Put all the lecture stuff up, and keep it there all the time for easy reference and access. So, right away, the classroom can’t just be another iteration of that.
What, from that angle, should the classroom be?
I think this is a more fruitful way to look at it.
Kafkaz, I think that’s a great way to look at it. The lecture becomes another text in the course, albeit an audio or slidecast or video text. Then we must really face the question of what is face-to-face communication good for? I think the answer is that FTF is potentially good for many things but from this angle we must look at the material and institutional affordances of the classroom and look at the classroom with fresh eyes.
Yes, *but*. We know from previous techie adventures that it isn’t what will happen–at least not at first. If the usual pattern holds, what’s likely to happen is lectures going online, and lectures delivered in class. Soooooo. I actually think that the transitional period is something to tend to if you are in a position to lead faculty development on this one. At first, I’d urge no lectures online, or no lectures available online before they’re due to be delivered in class. Then, you can talk about why that doubling can be a bad idea, explore some things *besides* fairly traditional lectures that a podcast can be used for, get the whole idea that maybe lecturing isn’t the sole or best use of podcasting, either, out there, and then move toward the, “So, when the online space is considered part of text of the course, what do we want that text to look like, and how does it both complement and alter what’s happening in class” approach out there.
I’d like to think we could go there *first*, but experience suggests that’s it’s not likely to happen, not so much because of resitance (there is that, too), but because it’s just not the usual progress of the developmental phases, here. Often, we need boxes to grow out of–once we’re comfortable and experienced with a technology, then we can start to envision the creative options. But, “here’s podcasting, now redefine your whole notion of education” doesn’t happen all in leap.

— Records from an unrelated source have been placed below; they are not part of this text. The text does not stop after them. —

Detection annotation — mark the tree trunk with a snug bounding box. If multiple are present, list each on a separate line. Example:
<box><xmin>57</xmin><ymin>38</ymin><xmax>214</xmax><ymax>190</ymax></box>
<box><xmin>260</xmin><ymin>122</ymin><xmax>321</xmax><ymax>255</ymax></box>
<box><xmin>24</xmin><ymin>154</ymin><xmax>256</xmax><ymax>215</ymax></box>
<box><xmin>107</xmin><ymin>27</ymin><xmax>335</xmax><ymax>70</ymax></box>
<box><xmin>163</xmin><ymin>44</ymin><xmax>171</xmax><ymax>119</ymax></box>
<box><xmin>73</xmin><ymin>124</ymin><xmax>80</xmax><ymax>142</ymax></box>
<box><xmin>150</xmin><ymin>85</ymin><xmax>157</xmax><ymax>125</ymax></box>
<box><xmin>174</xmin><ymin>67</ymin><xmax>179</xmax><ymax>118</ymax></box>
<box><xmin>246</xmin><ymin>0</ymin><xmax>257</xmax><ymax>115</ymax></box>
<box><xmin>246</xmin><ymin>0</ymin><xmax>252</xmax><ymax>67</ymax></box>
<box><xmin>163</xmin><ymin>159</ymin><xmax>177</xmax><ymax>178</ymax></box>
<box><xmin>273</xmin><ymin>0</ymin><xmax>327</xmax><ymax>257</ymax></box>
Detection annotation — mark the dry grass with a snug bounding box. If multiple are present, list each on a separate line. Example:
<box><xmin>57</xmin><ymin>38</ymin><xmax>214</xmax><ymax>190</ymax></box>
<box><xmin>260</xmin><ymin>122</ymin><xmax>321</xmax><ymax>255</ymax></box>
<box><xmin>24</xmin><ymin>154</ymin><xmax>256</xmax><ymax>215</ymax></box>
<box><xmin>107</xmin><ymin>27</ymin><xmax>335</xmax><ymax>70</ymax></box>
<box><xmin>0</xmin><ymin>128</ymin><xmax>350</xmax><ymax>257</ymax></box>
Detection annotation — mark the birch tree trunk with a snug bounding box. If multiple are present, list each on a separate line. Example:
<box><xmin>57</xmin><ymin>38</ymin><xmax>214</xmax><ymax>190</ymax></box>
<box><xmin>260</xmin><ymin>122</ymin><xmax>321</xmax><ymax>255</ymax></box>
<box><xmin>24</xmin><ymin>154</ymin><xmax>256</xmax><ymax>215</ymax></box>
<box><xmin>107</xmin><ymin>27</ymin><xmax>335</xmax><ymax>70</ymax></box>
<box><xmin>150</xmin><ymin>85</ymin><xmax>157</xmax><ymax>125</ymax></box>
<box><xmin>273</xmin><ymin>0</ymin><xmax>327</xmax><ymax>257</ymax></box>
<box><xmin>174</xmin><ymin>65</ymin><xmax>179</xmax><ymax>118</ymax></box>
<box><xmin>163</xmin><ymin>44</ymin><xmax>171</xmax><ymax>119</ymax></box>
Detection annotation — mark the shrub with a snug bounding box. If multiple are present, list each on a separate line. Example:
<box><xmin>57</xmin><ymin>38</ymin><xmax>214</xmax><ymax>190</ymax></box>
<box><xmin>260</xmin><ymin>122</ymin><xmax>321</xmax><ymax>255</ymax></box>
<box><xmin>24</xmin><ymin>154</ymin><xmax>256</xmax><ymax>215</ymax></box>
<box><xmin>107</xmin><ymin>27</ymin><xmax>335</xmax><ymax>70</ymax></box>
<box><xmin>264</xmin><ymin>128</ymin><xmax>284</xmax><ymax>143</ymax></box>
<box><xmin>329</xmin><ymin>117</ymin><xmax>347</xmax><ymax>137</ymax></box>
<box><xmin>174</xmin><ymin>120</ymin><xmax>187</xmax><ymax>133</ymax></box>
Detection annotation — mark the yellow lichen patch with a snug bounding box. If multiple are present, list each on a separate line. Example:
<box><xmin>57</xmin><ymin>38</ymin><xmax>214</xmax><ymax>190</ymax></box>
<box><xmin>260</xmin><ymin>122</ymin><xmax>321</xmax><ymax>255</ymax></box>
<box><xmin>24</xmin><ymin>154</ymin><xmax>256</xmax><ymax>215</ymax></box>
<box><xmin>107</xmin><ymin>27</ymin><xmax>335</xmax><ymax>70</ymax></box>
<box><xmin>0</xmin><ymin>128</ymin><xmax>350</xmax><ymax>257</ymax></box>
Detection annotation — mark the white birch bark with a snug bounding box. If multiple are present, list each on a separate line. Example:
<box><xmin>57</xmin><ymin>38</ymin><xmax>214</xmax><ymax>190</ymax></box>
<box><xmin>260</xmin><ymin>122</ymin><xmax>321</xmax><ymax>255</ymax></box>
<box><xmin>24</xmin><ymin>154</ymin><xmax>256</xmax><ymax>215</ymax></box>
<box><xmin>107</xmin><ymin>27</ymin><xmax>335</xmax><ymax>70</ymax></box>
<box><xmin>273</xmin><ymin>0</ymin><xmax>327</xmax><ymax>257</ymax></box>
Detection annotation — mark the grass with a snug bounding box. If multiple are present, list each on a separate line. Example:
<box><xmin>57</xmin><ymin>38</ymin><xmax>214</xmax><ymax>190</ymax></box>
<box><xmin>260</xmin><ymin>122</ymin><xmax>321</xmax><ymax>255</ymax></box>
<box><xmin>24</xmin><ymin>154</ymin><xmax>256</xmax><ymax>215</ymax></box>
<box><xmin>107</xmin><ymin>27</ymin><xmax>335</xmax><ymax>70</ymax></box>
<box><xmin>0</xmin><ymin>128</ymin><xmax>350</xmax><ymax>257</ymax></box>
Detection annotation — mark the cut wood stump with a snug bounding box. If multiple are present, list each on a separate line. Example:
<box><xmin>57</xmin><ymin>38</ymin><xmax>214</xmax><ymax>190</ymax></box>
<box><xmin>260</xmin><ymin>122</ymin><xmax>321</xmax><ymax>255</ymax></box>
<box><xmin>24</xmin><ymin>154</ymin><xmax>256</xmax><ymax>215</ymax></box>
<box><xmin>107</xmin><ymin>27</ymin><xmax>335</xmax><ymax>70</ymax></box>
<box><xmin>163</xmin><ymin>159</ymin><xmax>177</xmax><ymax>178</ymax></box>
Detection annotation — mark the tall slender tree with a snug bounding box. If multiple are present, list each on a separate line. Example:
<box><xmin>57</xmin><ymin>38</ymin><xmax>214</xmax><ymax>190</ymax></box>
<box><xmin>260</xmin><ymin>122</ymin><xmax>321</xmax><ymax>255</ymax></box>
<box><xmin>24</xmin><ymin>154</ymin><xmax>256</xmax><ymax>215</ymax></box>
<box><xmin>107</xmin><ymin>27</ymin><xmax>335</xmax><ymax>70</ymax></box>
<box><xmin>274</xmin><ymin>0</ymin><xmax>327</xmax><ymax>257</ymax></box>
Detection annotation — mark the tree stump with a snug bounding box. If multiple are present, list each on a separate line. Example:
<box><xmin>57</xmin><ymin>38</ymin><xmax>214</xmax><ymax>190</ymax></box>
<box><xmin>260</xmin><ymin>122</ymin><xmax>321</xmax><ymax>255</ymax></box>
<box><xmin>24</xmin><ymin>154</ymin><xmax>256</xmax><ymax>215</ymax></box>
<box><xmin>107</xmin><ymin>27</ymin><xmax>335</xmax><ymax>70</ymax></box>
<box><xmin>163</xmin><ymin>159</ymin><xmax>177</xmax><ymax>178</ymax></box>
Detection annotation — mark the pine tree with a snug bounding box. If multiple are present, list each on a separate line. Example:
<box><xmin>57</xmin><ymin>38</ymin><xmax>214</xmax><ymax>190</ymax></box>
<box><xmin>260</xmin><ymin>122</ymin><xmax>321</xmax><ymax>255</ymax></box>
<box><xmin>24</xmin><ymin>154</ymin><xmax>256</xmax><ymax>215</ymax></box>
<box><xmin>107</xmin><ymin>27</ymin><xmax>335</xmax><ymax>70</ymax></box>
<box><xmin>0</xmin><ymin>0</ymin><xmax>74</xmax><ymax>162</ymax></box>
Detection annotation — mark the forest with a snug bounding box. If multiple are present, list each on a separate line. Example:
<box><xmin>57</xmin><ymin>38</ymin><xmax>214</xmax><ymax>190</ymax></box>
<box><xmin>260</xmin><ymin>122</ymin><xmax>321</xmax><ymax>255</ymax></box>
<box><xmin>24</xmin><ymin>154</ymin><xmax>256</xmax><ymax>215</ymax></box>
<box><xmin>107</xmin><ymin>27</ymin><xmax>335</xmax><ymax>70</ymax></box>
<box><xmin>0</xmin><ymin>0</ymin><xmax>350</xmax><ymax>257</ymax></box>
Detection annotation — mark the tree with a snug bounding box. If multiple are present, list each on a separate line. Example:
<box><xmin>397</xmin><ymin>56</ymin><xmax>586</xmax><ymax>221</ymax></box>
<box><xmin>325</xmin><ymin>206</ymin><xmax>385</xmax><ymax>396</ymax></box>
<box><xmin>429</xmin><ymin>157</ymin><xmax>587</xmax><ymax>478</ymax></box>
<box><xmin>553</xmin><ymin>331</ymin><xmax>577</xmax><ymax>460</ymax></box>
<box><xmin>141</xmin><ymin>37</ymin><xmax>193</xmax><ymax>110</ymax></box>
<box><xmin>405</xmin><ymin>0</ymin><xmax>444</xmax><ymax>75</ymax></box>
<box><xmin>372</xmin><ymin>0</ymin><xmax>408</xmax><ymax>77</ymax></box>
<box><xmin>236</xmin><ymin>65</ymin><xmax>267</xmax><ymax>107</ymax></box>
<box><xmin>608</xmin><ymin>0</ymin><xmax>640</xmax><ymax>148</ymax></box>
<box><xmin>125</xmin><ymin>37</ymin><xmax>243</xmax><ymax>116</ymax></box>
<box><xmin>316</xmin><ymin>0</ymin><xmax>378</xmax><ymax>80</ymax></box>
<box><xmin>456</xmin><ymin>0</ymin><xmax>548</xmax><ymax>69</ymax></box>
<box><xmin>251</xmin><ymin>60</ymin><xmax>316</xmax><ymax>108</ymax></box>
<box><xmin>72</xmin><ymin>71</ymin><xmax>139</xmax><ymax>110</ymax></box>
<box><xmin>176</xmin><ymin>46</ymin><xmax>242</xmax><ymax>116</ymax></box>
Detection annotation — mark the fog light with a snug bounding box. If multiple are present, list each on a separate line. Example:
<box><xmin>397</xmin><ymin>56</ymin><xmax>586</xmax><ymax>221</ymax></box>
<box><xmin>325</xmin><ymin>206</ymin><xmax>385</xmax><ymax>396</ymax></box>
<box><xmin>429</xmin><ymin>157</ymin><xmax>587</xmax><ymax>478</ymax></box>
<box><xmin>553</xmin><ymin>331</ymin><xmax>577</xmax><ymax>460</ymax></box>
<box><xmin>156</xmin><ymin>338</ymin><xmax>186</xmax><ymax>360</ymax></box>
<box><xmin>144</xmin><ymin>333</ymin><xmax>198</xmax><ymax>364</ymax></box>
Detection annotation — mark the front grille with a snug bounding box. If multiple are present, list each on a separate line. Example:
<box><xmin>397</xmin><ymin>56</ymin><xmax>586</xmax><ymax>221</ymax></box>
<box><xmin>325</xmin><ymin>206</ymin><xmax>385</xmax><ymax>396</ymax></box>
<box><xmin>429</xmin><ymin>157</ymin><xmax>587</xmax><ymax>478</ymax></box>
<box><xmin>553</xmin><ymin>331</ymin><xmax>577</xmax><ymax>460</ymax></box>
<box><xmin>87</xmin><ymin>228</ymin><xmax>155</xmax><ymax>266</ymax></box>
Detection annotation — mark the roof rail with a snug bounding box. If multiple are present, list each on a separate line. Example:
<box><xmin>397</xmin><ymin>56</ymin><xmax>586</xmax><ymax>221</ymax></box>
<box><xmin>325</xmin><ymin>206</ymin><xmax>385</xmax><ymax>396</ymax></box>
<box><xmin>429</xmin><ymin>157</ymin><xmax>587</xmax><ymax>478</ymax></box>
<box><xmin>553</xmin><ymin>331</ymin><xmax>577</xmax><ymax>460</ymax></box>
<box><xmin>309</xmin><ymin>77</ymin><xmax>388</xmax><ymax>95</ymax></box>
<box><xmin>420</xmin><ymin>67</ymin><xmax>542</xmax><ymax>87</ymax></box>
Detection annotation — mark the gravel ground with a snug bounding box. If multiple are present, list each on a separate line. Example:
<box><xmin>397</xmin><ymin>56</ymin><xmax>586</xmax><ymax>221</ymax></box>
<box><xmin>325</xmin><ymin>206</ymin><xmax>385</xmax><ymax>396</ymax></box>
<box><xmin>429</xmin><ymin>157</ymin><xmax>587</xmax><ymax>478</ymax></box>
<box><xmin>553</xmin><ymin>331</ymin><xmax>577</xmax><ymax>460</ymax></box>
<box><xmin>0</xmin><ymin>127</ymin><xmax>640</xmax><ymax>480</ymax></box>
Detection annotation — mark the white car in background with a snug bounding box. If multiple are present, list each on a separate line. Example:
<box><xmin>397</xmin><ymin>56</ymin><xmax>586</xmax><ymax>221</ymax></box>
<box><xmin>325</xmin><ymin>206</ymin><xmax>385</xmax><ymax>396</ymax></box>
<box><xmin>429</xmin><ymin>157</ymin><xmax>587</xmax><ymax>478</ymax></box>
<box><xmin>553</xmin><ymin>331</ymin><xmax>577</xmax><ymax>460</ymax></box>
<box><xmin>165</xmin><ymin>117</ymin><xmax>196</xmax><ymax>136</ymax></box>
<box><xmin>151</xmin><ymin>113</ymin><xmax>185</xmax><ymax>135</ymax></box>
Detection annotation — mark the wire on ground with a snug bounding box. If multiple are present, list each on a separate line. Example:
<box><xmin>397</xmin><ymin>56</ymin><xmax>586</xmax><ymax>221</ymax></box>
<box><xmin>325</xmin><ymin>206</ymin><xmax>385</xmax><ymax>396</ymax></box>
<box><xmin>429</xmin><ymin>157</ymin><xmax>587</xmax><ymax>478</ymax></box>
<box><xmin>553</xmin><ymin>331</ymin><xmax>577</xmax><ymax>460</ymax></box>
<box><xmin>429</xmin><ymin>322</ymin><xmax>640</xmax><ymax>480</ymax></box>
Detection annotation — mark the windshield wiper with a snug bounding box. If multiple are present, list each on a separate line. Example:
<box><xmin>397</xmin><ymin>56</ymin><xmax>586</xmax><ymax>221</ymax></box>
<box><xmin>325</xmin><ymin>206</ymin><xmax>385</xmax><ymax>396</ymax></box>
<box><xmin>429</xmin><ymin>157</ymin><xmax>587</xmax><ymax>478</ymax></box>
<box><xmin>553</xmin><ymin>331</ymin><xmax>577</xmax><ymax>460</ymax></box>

Oh, I agree with that. You won’t sell faculty on technology by showing them all the wonderful problems and challenges it will create. You want to show them technology as a tool that addresses needs they already identify without creating much (or any) work for them.
That’s why I think that colleges that have wide adoption of podcasting are doing course casting where most of the technical business is handles by tech staff. All the prof has to do is press record, give a lecture, and then press stop. IF this works well, then maybe those profs will start to get interested in other possibilities.